= Jose Risueño =

Spanish painter

José Risueño (also written as Josef and Giuseffo) (1665–1721) was a Spanish painter and sculptor of the Baroque period. In addition his being considered part of the Baroque period, Risueño is part of the Granadan school of sculpture. He was mainly active in his native city of Granada. Risueño initially trained with Alonso Cano, under whom he studied both painting and sculpture. Generally, Risueño's works are small in format, with a refined technique that was influenced by works from the Rococo Period of art. In sculpture, his work in clay is best known. Risueño is also noted for his sculptures in wood, which were influenced by Cano as well as the apparent direct study of nature. In painting, his influences included Pedro Atanasio Bocanegra and Juan de Sevilla Romero.

Risueño's mastery developed after 1693 while under the patronage of Archbishop Azcalgorta.
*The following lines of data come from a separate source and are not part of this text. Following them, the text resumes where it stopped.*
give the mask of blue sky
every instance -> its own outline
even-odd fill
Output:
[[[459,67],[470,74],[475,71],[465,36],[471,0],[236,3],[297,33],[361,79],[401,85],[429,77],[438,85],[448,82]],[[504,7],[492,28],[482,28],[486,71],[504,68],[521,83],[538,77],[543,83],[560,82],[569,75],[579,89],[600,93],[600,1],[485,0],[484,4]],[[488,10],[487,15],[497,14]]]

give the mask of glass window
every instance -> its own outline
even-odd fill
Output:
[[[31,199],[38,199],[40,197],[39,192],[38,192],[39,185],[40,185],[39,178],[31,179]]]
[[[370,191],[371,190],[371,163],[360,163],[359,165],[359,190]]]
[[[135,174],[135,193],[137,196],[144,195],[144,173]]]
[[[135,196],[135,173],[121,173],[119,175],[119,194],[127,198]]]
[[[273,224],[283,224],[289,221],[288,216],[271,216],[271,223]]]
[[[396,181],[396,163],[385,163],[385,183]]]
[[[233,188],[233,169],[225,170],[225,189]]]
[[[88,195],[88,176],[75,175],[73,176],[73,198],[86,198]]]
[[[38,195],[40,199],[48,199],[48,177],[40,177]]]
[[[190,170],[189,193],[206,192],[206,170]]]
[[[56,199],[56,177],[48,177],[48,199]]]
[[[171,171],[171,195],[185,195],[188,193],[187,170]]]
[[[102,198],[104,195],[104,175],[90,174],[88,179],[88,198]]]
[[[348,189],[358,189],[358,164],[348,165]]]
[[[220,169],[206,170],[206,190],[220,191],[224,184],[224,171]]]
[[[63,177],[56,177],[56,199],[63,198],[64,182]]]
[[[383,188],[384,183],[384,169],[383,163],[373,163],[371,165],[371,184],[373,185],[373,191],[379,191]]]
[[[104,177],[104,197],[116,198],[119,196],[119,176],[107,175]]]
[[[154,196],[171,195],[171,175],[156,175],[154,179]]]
He helped decorate the cupola of the chapel in a local Carthusian monastery. His other works include Christ of the convent of Santo Ángel, several sculptures of Child Jesus, the Penitent Magdalene preserved in the Cathedral Museum, the Inmaculada on the altar of the Cathedral of Granada, the Virgin of the Rosary, Saint John the Baptist, and La Dolorosa and Ecce Homo of the Granada Charterhouse. The Victoria and Albert Museum in London houses his Saint Joseph with Child, which has apparent Flemish influence. Risueño's most significant and final work was the set of sixteen figures composing the Altarpiece of San Ildefonso. Risueño died in Granada, in 1721.